Культурное наследие охраняет будущее
А. Лосев
Памяти одного светлого скептика
Имея небольшое музыкальное образование (частная музыкальная школа в провинции) и с самых молодых лет разрабатывая вопросы эстетики, я к началу 20-х годов уже имел в Москве некоторую известность, ставшую для тогдашней консерваторской администрации основанием пригласить меня для чтения курсов по эстетике и истории эстетических учений. Первый человек, с которым я столкнулся в Московской консерватории, был Г. Э. Конюс. Нужно сказать, что в тот момент Московская консерватория бурно переживала свое переходное время, критикуя старые учебные планы и находясь в поисках новых. Поэтому я, собственно говоря, хорошенько даже и не помню, какую должность в то время занимал Конюс. Кажется, он был деканом композиторского факультета. Но в то же самое время он заведовал так называемым Мунаисом, то есть музыкальным научно-исследовательским отделением. Была ли это кафедра или часть какой-то кафедры, не знаю. Знаю только одно: Конюс председательствовал на всех заседаниях по теории музыки, почему я и должен был иметь дело прежде всего с ним.
Я должен сказать, что в то время музыкальные теоретики в философско-эстетическом отношении производили прямо-таки гнетущее впечатление. Здесь не только проповедовались давно устаревшие взгляды, но взгляды эти часто проводились весьма воинственно. Конюс, сам композитор и сам теоретик, глубочайшим образом скептически относился ко всем этим праздным и дилетантским теориям и постоянно взывал к изучению самой музыки, а не к изучению побочных и несущественных ее сторон. Будучи благодушным человеком, Конюс никогда не вступал в открытый бой со всеми этими дилетантами, а ограничивался только насмешливой улыбкой.

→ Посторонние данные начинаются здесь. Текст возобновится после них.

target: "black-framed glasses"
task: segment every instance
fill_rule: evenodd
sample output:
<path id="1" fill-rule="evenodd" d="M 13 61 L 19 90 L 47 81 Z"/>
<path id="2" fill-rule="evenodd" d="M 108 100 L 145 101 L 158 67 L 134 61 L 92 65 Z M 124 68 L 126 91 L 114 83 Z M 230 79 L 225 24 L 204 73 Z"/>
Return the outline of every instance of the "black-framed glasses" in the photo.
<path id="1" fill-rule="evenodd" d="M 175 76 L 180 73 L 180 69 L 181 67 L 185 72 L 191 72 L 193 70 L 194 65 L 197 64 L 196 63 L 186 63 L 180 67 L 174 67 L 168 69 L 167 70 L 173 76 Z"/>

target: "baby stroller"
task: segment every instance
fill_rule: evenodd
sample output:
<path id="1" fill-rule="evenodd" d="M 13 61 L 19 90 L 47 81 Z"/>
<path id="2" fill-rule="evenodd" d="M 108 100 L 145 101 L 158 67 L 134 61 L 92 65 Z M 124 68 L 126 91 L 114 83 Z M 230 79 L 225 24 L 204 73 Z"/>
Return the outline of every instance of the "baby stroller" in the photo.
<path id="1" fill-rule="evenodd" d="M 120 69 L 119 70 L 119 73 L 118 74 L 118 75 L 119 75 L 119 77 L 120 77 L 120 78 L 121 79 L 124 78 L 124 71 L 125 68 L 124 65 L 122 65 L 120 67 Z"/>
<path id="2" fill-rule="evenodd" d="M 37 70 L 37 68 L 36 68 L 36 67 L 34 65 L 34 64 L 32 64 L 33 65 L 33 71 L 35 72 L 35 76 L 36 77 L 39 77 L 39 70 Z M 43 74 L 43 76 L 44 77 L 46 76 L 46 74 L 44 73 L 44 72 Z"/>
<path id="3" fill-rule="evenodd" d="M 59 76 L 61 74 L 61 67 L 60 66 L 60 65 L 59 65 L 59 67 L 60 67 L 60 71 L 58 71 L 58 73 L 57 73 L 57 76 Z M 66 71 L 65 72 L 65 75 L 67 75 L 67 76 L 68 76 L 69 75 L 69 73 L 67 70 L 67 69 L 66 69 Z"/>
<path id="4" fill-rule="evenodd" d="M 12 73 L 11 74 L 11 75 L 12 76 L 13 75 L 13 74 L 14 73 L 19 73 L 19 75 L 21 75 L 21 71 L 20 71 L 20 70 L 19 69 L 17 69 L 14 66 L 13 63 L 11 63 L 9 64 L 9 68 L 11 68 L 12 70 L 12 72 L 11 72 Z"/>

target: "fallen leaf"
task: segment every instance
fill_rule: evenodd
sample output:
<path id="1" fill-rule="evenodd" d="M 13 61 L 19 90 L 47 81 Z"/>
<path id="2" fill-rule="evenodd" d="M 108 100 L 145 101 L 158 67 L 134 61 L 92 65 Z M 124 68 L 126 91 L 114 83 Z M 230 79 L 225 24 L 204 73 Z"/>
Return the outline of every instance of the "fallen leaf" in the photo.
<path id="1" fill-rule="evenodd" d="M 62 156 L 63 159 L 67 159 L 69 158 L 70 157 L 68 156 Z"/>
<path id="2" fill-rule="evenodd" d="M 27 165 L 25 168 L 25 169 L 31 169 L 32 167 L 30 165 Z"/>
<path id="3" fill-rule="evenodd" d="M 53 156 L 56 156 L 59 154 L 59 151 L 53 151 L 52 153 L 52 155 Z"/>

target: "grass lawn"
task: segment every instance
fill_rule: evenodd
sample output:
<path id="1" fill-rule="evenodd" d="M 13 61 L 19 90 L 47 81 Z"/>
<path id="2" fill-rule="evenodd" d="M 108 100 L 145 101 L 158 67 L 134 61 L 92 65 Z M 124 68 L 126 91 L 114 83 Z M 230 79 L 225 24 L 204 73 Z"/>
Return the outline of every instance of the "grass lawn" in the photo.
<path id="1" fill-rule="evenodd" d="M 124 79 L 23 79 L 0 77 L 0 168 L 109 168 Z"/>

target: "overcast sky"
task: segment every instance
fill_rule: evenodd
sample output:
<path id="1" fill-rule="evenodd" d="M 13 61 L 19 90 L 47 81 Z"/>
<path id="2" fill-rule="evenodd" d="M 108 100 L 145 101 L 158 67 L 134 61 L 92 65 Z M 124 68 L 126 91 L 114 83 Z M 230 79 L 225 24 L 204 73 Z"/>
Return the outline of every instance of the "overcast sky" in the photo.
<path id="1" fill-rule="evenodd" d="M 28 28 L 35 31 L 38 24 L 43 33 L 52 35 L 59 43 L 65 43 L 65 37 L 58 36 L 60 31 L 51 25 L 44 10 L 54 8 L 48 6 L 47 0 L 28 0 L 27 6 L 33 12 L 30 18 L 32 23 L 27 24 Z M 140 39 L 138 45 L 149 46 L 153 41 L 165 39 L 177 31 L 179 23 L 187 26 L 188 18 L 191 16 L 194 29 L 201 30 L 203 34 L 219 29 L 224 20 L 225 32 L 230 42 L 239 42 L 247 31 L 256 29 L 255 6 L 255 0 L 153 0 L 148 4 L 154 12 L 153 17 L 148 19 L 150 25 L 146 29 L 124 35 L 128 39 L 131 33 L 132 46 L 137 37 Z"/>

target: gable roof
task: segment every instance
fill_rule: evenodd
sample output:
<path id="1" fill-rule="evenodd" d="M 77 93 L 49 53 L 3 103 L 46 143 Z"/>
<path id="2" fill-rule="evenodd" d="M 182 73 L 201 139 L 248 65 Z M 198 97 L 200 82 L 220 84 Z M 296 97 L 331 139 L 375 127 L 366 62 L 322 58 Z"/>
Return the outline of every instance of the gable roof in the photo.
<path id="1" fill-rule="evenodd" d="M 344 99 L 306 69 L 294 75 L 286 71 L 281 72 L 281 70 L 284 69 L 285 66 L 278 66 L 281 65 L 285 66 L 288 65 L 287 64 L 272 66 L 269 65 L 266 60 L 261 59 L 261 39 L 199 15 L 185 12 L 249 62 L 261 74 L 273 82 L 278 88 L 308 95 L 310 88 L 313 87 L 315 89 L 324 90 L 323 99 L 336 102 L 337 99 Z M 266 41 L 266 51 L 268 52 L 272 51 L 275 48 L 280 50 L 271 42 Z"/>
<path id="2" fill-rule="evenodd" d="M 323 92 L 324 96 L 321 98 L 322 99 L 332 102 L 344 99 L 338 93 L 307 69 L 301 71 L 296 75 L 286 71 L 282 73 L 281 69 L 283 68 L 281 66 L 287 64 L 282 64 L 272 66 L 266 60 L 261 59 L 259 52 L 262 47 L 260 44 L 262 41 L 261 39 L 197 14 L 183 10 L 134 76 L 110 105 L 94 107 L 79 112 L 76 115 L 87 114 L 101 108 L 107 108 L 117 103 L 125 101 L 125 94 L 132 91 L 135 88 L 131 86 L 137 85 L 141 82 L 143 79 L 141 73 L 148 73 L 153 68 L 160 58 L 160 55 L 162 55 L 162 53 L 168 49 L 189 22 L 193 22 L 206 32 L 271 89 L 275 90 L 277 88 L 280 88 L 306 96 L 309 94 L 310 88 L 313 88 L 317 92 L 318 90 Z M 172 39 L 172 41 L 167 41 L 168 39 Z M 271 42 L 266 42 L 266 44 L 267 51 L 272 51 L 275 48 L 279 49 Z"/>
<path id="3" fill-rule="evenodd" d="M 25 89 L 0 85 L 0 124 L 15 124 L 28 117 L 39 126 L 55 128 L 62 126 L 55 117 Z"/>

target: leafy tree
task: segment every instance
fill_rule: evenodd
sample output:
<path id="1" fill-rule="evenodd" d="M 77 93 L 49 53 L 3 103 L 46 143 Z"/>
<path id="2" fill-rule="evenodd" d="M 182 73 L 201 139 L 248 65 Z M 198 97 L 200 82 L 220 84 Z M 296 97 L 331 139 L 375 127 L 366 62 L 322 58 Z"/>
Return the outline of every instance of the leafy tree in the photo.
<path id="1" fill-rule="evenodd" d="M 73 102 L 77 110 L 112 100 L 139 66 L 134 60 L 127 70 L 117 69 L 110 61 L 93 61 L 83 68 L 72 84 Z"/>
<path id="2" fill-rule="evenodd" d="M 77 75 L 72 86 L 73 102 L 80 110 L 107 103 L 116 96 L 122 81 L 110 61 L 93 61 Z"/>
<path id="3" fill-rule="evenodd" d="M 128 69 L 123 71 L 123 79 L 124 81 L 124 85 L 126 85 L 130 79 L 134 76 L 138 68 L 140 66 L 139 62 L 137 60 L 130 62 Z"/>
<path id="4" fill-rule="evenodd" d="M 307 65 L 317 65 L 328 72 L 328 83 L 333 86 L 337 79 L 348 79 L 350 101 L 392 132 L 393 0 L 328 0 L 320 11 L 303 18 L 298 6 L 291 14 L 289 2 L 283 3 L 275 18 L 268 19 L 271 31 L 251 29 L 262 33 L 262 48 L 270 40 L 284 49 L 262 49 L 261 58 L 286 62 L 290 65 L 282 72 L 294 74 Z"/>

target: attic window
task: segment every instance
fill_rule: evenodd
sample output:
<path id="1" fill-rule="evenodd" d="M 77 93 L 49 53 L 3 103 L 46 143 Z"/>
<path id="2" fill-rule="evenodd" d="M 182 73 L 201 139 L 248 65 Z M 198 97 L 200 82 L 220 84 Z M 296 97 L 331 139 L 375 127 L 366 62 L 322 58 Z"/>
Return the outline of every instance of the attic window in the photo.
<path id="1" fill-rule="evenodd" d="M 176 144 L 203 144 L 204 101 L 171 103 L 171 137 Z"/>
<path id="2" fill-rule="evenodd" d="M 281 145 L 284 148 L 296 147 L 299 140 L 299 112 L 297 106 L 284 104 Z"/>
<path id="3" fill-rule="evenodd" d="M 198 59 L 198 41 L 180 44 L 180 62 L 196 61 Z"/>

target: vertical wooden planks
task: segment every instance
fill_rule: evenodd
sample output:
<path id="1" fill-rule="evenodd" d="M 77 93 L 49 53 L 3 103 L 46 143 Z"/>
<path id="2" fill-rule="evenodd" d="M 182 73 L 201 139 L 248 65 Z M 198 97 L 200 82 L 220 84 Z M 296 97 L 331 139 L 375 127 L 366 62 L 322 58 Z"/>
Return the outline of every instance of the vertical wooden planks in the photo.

Известный в те времена профессор истории музыки (правда, его больших исследовательских трудов по истории музыки я не знаю) М. В. Иванов-Борецкий сказал мне однажды: «Ну, как же нам не быть марксистами? Ведь все же зависит от брюха». И для доказательства своих слов стал гладить себя по животу. Э. К. Розенов (при тогдашней неразберихе я теперь уже не могу сказать, был ли он профессором консерватории или только всегдашним посетителем упомянутого Мунаиса) доказывал, что музыка есть «„соляной“ раствор студенистых белков, то есть на три четверти вода». Во время одного из таких докладов Э. К. Розенова Конюс шепнул мне на ухо: «Бирюльки!» С. Л. Толстой (сын Льва Толстого) был большой знаток музыкальной этнографии, восстанавливал шотландские народные песни и напечатал несколько ценных переводов из английских музыкальных теоретиков. Но он всерьез доказывал, что музыка – это не что иное, как биологическая борьба за существование животных видов, причем иной раз доказывал это своими записями каких-то узбекских или таджикских народных песен. Какой-то студент или аспирант прочитал однажды доклад с вдохновенным требованием отменить существующую теорию музыки и заменить ее рефлексологией мозга. Кто-то, не помню, уверял в те времена в консерватории, что две темы сонатного аллегро есть изображение борьбы капиталистов и пролетариата. Упомянутый Э. К. Розенов приносил для своих докладов большой лист бумаги, на котором в центре был круг с надписью «музыка», а со всех сторон начерчены картины человеческого мозга с линиями, соединяющими эти мозговые картины с центральным кругом. Один известный в те времена теоретик музыки, Б. Л. Яворский, проповедовал теорию так называемого «ладового тяготения» в музыке, причем тут же исступленно доказывал, что это есть разновидность всемирного тяготения.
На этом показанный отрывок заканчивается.